Howdy All! Time for a new thread. I decided to title it this because that's the path I feel Im on now.
I've survived and with each passing day I find myself thriving now....but every now and then with a few emotional backslides. Hell it's all part of the process.
As I look back at a year ago, Christmas time last year was the most horrible Christmas I had ever had in my life. I was so emotionally wounded, my skin and brain were almost numb. Tears would fall uncontrolably. The pain went beyond heart ache, down to my soul. All of us know this pain. But as my D10 says " the pain makes you learn". Boy has it.
So here I am a year later Christmas time. Im in the Christmas mood and excited for the season. Im embracing the magic of Christmas. I feel joy for the first time in years. I finally found out what brings me true joy, happiness, and contentment. Helping people that really need it. I don't mean people pleasing but helping people that really need it.
A co worker of mine, that's also becoming a good friend, really needed some help this week. She left a bad marriage and in the end had to have her husband arrested for domestic abuse. Though this woman was in a bad marriage, it was this person that's really helped me find my self esteem again. She's been such a support to me over my heart ache over XH. While her H was in jail she high tailed it out of their house and moved out. A week later she finally found a place of her own, and needed just one more day off to get completely moved in. She asked me if I'd work for her on her normal work day. I said yes, of course. But the relief, gratitude and joy she got from me helping out was just the best gift in the world to me. I really helped her. It made me feel like the richest woman in the world. And in turn I want to return that feeling to others.
So my point being, is a year ago, and a few times during this last year I've been so down and low over the horrible things my MLCer has done, and is still doing. I lost the ability to feel joy. The ability to feel happiness. The ability to even muster a desire to try and find joy in anything. To the point of wanting to die, and actually semi planning a suicide. Each time I got extra low, the thought of my girls living their lives without me in it was enough to make my pull myself up and keeping moving forward.
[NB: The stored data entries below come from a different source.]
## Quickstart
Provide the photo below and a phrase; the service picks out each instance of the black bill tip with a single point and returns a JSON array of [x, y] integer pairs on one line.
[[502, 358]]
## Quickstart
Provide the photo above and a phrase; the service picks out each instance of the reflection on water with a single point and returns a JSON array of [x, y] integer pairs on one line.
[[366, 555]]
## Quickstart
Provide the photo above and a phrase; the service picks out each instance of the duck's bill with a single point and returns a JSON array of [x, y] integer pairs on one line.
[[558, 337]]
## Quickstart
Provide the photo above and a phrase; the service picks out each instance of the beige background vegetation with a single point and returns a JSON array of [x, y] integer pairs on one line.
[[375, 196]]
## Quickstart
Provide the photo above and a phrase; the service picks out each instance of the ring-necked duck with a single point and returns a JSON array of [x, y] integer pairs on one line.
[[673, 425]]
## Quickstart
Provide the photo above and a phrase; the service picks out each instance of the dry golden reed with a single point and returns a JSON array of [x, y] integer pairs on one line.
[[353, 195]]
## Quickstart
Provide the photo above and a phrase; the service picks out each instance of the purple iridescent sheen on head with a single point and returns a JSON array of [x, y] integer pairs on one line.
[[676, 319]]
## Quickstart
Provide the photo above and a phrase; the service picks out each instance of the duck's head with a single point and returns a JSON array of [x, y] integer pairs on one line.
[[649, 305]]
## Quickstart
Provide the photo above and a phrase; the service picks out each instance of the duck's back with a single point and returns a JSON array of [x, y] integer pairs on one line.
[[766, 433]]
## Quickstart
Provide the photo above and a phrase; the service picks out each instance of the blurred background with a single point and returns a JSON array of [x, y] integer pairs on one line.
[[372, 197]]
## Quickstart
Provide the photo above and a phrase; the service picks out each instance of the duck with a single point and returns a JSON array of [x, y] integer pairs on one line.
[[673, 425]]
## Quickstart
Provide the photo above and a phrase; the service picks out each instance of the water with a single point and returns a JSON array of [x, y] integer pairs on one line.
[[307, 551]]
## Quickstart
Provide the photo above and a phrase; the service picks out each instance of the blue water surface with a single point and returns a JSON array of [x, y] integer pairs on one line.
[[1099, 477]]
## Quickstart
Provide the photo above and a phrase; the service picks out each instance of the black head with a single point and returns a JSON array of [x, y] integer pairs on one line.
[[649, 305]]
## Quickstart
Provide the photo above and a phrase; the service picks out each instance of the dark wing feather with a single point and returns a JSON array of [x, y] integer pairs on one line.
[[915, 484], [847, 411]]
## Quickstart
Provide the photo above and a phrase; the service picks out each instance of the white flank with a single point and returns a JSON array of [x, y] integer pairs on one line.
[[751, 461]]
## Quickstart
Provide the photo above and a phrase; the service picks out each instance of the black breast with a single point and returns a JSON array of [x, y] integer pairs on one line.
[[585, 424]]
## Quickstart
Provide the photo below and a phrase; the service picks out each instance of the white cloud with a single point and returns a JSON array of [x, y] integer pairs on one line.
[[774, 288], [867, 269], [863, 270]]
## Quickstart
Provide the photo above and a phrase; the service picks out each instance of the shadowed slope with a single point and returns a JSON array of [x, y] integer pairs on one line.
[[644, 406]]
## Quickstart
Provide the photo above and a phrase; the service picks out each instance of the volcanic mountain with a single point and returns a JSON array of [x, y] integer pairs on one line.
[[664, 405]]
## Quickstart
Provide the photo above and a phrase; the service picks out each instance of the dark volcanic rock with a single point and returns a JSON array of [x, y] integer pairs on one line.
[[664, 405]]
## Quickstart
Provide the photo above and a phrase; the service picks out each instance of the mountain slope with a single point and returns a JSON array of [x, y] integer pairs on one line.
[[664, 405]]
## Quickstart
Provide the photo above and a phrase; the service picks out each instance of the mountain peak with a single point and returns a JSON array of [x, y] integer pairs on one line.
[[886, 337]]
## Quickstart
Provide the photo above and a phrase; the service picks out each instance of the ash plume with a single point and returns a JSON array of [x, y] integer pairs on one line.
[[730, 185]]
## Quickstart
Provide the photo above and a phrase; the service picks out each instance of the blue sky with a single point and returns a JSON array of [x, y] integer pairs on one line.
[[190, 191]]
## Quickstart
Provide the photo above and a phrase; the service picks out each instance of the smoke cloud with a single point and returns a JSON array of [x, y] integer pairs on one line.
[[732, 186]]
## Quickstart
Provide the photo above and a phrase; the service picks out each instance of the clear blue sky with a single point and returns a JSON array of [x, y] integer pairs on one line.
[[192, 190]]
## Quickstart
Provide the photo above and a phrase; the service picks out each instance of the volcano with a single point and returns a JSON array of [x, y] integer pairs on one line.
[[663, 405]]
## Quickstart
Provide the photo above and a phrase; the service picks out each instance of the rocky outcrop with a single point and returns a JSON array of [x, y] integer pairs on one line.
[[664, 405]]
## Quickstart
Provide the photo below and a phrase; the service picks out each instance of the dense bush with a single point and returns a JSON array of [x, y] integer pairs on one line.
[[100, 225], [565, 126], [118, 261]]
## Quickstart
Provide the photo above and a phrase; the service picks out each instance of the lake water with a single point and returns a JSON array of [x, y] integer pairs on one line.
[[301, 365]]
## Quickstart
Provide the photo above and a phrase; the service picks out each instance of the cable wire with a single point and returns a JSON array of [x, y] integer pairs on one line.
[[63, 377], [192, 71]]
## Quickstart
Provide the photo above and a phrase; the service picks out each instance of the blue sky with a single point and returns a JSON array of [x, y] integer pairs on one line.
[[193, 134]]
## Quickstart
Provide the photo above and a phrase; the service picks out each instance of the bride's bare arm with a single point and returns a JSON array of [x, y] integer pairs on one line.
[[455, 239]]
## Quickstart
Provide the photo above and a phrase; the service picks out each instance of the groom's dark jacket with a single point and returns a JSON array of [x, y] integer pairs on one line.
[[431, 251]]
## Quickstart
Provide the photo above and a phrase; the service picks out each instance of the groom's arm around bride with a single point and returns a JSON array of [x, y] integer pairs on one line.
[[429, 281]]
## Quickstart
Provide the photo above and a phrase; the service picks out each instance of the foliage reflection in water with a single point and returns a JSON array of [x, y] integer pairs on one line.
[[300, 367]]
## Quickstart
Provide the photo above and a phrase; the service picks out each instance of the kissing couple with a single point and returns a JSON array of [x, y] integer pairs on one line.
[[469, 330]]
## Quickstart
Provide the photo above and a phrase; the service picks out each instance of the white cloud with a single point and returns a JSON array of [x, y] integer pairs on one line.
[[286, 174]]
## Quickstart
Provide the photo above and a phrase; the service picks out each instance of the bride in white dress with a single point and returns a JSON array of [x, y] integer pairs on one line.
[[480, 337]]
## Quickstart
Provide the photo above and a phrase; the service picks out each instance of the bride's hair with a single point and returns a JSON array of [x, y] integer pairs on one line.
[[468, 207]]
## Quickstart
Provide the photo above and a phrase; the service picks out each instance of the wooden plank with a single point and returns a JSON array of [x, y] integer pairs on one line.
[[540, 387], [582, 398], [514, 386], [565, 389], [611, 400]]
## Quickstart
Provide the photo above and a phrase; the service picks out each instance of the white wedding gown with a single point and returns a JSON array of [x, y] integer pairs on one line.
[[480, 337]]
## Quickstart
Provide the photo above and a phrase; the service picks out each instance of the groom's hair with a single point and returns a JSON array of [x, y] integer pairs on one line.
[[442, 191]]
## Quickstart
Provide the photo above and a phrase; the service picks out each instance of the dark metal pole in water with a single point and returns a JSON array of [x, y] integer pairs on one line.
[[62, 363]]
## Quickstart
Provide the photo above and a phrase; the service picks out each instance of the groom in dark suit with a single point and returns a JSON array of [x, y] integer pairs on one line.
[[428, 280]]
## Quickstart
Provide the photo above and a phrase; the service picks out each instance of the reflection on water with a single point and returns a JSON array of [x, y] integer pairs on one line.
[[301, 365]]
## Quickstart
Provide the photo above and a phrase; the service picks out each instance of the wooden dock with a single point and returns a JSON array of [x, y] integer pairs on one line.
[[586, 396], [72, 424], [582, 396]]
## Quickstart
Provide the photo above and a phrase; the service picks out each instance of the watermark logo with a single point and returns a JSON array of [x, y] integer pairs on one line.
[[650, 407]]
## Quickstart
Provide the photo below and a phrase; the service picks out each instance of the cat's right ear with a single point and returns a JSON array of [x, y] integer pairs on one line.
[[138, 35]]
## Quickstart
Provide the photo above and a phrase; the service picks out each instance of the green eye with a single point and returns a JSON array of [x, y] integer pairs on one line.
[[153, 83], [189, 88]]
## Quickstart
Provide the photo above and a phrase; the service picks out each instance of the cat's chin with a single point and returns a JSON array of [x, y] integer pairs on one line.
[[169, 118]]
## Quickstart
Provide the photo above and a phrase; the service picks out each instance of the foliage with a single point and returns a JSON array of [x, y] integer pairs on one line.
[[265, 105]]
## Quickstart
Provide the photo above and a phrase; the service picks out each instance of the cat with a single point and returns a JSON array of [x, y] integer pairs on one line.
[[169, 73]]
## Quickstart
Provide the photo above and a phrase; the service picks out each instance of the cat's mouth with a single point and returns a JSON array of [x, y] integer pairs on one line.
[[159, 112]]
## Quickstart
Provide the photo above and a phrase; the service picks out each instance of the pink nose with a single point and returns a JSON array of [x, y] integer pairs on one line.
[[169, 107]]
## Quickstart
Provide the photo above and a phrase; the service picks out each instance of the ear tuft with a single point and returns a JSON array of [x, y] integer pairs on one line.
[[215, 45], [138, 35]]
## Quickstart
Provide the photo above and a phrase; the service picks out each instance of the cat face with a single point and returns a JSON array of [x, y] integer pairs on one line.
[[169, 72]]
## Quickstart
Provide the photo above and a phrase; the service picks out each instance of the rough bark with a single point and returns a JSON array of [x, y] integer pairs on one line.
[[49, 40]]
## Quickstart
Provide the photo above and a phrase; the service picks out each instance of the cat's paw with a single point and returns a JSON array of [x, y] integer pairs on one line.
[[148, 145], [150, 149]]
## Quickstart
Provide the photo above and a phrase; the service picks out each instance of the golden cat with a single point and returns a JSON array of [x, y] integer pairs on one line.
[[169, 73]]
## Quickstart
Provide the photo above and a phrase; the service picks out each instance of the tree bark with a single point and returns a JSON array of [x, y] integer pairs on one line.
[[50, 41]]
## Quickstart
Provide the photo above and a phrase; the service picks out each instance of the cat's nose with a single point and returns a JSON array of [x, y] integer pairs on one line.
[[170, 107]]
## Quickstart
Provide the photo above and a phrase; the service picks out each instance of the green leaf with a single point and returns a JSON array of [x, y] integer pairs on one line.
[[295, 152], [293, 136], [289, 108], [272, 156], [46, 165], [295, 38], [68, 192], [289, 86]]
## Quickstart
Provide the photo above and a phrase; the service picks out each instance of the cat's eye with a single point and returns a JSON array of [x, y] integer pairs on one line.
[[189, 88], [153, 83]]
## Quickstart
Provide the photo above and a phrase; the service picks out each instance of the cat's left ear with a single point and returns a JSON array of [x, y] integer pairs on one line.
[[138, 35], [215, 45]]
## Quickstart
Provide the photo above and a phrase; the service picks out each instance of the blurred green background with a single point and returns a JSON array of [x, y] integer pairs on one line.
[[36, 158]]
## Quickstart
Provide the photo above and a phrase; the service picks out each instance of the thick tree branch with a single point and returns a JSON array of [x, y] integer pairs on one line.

But here I am. I not only survived, Im now managing to thrive. And it's just the beginning.
So What my goal is for this thread is to focus on how we all went from shattered, to putting ourselves back together again, and how we've found and still continue to find ourselves each day.
And of course the backslides in between. WE all have them, especially duing Holiday's anniversaries, etc. Heck I've been having them already. The interactions with the MLCers also tend to push buttons and still bring up questions with in us.
Even today I awoke to thinking " why did XH call me such horrible names? Why did he leave me such horrible nasty notes?Why did he become so verbally abusive?"
But after a few minutes I realized his behavior was not my responsibility, and why he chose and still chooses to behave so erratically, is just the way he is.
How I choose to deal with it has everything to do with my well being and feeling as a person. Believe me it's pretty damn tricky when you've lived with crazy making passive aggressive MLC behavior for years. But you learn!